強制排気システムを導入した物理的封じ込め施設のバイオハザードの実例は、旧ソ連時代の1979年にスヴェルドルフスク市のバイオ施設(軍施設)から炭疽菌が放出し、施設の風下数キロメートルにわたって60名以上の死者と多数の家畜死亡をもたらした惨事である。原因はヘパフィルターの装着ミスとされている。旧来の無菌操作時代には考えられなかった、起こり得なかった大惨事である。強制排気を伴う物理的封じ込め施設の導入と稼働は、世界保健機関(WHO)の指針によって世界中に普及してきた。しかし、スヴェルドルフスク市の大惨事の実例があるにもかかわらず、実験室内の陰圧保持のための強制排気システムは、未だに世界中で無批判に稼働されている。実験者の実験室感染を一義的に防止するのは、安全キャビネットの使用であって、強制排気システムの稼働は必須的なものではない。

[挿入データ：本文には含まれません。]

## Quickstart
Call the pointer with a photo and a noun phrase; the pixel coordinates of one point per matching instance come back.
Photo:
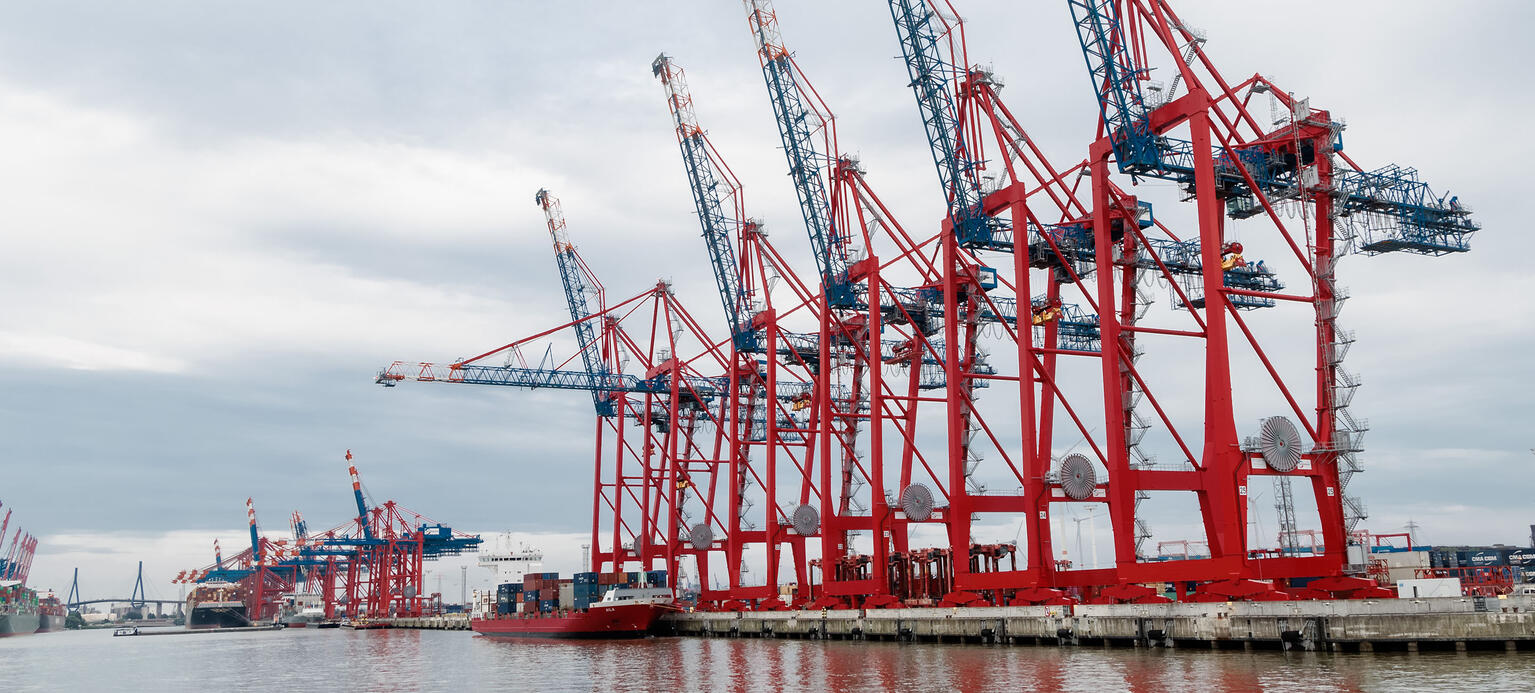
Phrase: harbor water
(456, 661)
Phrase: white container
(1426, 587)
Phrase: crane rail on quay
(831, 449)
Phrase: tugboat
(51, 613)
(303, 609)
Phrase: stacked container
(585, 590)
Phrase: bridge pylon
(72, 601)
(137, 598)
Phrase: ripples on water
(456, 661)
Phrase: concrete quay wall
(1354, 626)
(450, 621)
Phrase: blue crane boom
(1408, 215)
(709, 188)
(797, 125)
(918, 29)
(579, 283)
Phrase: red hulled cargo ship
(590, 606)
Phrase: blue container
(1482, 558)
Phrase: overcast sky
(221, 218)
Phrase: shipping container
(1485, 557)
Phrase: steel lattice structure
(843, 435)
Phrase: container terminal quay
(898, 437)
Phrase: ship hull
(51, 623)
(19, 624)
(596, 623)
(232, 616)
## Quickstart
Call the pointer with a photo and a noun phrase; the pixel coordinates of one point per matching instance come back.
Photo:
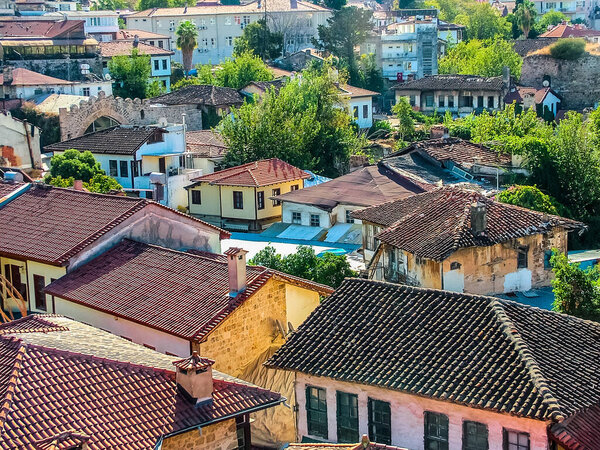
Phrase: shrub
(571, 48)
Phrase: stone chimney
(478, 218)
(236, 267)
(194, 376)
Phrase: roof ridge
(525, 355)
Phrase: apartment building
(219, 25)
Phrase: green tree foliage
(130, 74)
(329, 269)
(576, 291)
(187, 41)
(570, 48)
(484, 58)
(345, 30)
(258, 39)
(301, 124)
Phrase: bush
(571, 48)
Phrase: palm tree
(187, 41)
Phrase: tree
(345, 30)
(130, 74)
(576, 291)
(258, 39)
(187, 41)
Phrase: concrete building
(219, 25)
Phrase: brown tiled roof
(435, 224)
(26, 77)
(452, 82)
(581, 431)
(368, 186)
(473, 350)
(259, 173)
(201, 94)
(459, 151)
(124, 48)
(119, 140)
(182, 294)
(116, 392)
(205, 143)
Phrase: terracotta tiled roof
(459, 151)
(124, 48)
(435, 224)
(473, 350)
(179, 293)
(581, 431)
(201, 94)
(259, 173)
(116, 392)
(119, 140)
(25, 77)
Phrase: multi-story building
(219, 25)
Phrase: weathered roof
(110, 392)
(367, 186)
(201, 94)
(183, 294)
(119, 140)
(452, 82)
(437, 223)
(124, 48)
(26, 77)
(255, 174)
(478, 351)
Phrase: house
(178, 302)
(219, 23)
(238, 197)
(460, 240)
(70, 385)
(148, 160)
(424, 368)
(25, 84)
(20, 147)
(459, 94)
(160, 58)
(331, 203)
(46, 232)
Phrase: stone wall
(220, 436)
(75, 121)
(576, 81)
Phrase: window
(475, 436)
(196, 197)
(514, 440)
(260, 199)
(315, 220)
(316, 411)
(380, 422)
(39, 283)
(276, 192)
(112, 168)
(238, 200)
(347, 417)
(522, 257)
(436, 431)
(124, 169)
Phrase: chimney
(478, 218)
(194, 375)
(236, 267)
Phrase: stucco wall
(407, 413)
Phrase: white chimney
(194, 375)
(236, 267)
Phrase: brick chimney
(194, 376)
(236, 267)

しかし、強制排気はバイオ施設による周辺生活者へのバイオハザードの発生にとって重大事である。

当バイオハザード予防市民センターは、これまでバイオハザードを予防するための市民活動をしてきた。2005年には、管理・運営に係る施設のソフト面に関して、トヨタ財団から市民活動助成を得て調査研究し「法的な基盤整備を含めたバイオハザード対策の社会システム構築のための提言活動」報告書を提出した。今回は、物理的な施設そのものに関して、とくに強制排気システムの不必要性を調査検討し、かつ実験者のバイオハザード対策についても検討し、最終的にはWHOの指針に対して提言することで世界中のバイオ施設における強制排気システムの停止を目的とした調査研究を企画することを画策している。